Further, the impact of chronic HCV infection on two independent populations
of patients was considered. Firstly, a population of 202 patients concurrently infected
with the human immunodeficiency virus was examined in terms of clinical and
immunological progression of disease. Secondly, the impact and association of
chronic hepatitis C infection on the development of hepatocellular carcinoma in
patients in Lothian (an area of low risk for the disease) over 10 years was investigated
and compared with HCC associated with chronic HBV infection.
RESULTS
In the Scottish population studied, both serum and intrahepatic virus levels
were not determined by host factors (age of patient, mode or duration of infection) or
by virus factors (HCV genotype). Likewise, there was no correlation between serum
and liver HCV RNA levels demonstrated; however, these data did demonstrate that
repetitive negative RT -PCR for HCV RNA in serum did not indicate absence of HCV
from the liver. Pilot studies of the two non- invasive investigations, serum hyaluronic
acid and ANN in this population showed both to be reliable in predicting the presence
of hepatic cirrhosis.
Amongst the intravenous drug abusers with chronic HIV infection, HCV did
not influence either the clinical progression of HIV disease to AIDS and it was not
associated with a more rapid immunological decline.

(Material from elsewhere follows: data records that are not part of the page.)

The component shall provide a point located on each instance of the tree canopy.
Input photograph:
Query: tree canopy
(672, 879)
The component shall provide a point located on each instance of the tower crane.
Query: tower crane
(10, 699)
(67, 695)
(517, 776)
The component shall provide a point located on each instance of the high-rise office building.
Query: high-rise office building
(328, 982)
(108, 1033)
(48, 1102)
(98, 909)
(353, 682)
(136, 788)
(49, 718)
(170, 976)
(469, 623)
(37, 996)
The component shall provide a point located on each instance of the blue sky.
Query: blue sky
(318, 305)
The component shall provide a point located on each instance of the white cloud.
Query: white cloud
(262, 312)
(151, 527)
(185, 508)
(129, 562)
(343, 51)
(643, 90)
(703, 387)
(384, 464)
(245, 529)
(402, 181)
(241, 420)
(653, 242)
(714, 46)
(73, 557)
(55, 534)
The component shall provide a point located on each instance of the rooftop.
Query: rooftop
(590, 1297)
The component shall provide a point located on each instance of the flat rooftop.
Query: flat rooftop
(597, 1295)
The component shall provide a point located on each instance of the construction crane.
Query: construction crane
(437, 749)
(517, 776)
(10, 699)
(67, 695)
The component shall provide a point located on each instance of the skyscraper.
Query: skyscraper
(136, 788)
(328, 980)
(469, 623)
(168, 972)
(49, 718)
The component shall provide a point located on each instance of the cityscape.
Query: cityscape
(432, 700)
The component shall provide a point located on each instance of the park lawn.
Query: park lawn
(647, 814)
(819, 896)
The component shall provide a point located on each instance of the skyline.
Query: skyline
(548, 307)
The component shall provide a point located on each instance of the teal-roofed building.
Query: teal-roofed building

Chronic HCV infection was
identified as a major risk factor for the development of hepatocellular carcinoma.
CONCLUSIONS
Molecular virological staging investigations should be interpreted with caution
in chronic HCV infection; their most significant role is likely to be the initiation and
monitoring of therapy rather than the inference of disease prognosis. Non -invasive
investigations of hepatic cirrhosis are likely to be useful tests to monitor disease
progression especially when a liver biopsy is contraindicated, although they should be
first validated in larger, well described populations.